いきなりなんの話だろって思ったけど、あたし個人的にも興味があった。
「そんな中瞬ちゃんはバスケを続けた。だけどなかなか前のようには行かなくて…緑がいた時とは違う…あのふたりは一緒にいないとだめなの」
「…」
「結果を出せない瞬ちゃんもバスケを辞めた。緑はバスケを憎んでる。だから…」
「…」
「あのふたりをバラバラにさせないでくれないかな?」
「え?」
「ふたりはずっと一緒に生きてきたの。それなのに今は緑ちゃんが二人の間に入ってる。止めてくれない?」
「あの、あたしは別に…」
「止めないんだったら、私が邪魔するから」
「…」
「私ね、ずっと緑が好きだったの」
「…」
「だけどちっとも振り向いてすらくれなかった」
「…」
何も言えなかった。
「だけど瞬ちゃんは私のことが好きだって言ってくれわれた。

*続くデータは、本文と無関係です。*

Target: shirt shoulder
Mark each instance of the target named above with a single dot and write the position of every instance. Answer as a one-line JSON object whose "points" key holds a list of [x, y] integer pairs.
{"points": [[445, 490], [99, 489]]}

でもね、私は緑が良かったの」
「…」
「だから緑ちゃんは、もしもどちらかを好きになったとしても気持ちは伝えないでね。どっちかを選ぶなんて、二人を引き離すと変わりないんだから」
「あの、なにか勘違いされてるんじゃ…」
「とにかくそう先に言っておくから緑ちゃん?」
…
「…失礼しました」
「あ、緑ちゃんそれから…」
…。
あたしはその後職員室を後にした。